Medicare fraud is designed to defraud the government agency that provides benefits to elderly health care patients. The results increase the tax rates, increase the costs of health care insurance and negatively affect society, so there are laws against it. Medicare fraud and Medicare abuse sound similar but are applied differently in different cases of fraud in South Carolina.

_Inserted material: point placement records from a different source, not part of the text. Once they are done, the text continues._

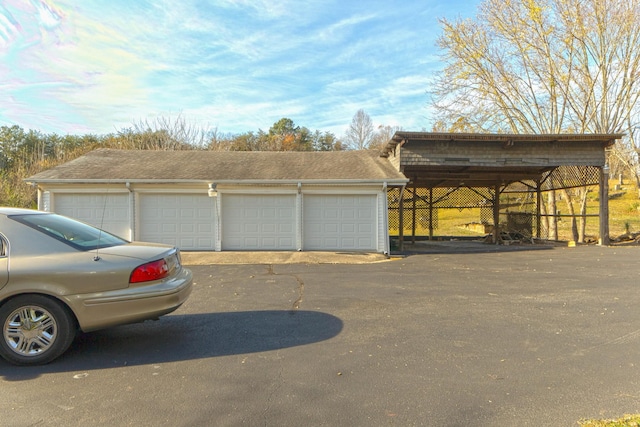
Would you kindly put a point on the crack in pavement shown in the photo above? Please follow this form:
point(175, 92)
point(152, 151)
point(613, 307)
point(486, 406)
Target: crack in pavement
point(296, 304)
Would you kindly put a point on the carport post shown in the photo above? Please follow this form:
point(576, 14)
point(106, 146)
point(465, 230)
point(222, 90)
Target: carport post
point(604, 206)
point(538, 205)
point(496, 214)
point(413, 220)
point(401, 221)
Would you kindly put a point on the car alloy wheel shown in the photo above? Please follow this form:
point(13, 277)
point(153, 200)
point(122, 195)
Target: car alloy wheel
point(36, 330)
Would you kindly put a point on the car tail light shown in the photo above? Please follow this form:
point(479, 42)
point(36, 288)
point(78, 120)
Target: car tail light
point(154, 270)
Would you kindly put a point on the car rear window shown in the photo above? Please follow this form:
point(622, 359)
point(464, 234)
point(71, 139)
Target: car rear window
point(74, 233)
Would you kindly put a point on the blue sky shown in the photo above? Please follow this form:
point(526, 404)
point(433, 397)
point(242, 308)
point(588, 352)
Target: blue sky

Medicare fraud is the use of false information to obtain Medicare health care benefits that are not entitled to the applicant. The primary purpose of fraud is to use deception to obtain money illegally. The types of fraud include phantom billing, patient billing, identity theft, upcoding and unbundling. Most fraud is committed by health care workers who record the information on medical bills that are sent to the insurance companies.
Medicare abuse consists of excessive practices that result in expensive, unnecessary costs to the Medicare program. An example is a hospital billing Medicare for procedures that were never performed or forcing a Medicare patient to undergo unnecessary procedures. Patients are committing abuse if they knowingly give their insurance numbers to providers who charge the insurance company for unnecessary services that they don’t need. These actions are abusive if they are unnecessary and do not contribute to the patient’s well-being.
Protecting the integrity of health care agencies
Medicare is designed to help disabled and elderly people pay for continuous, long-term health care services and products. Medicare fraud and abuse are committed by benefits recipients, medical providers, business owners and insurance companies. The government has its own federal and state agencies that are designed to combat fraud and abuse at all levels of the government.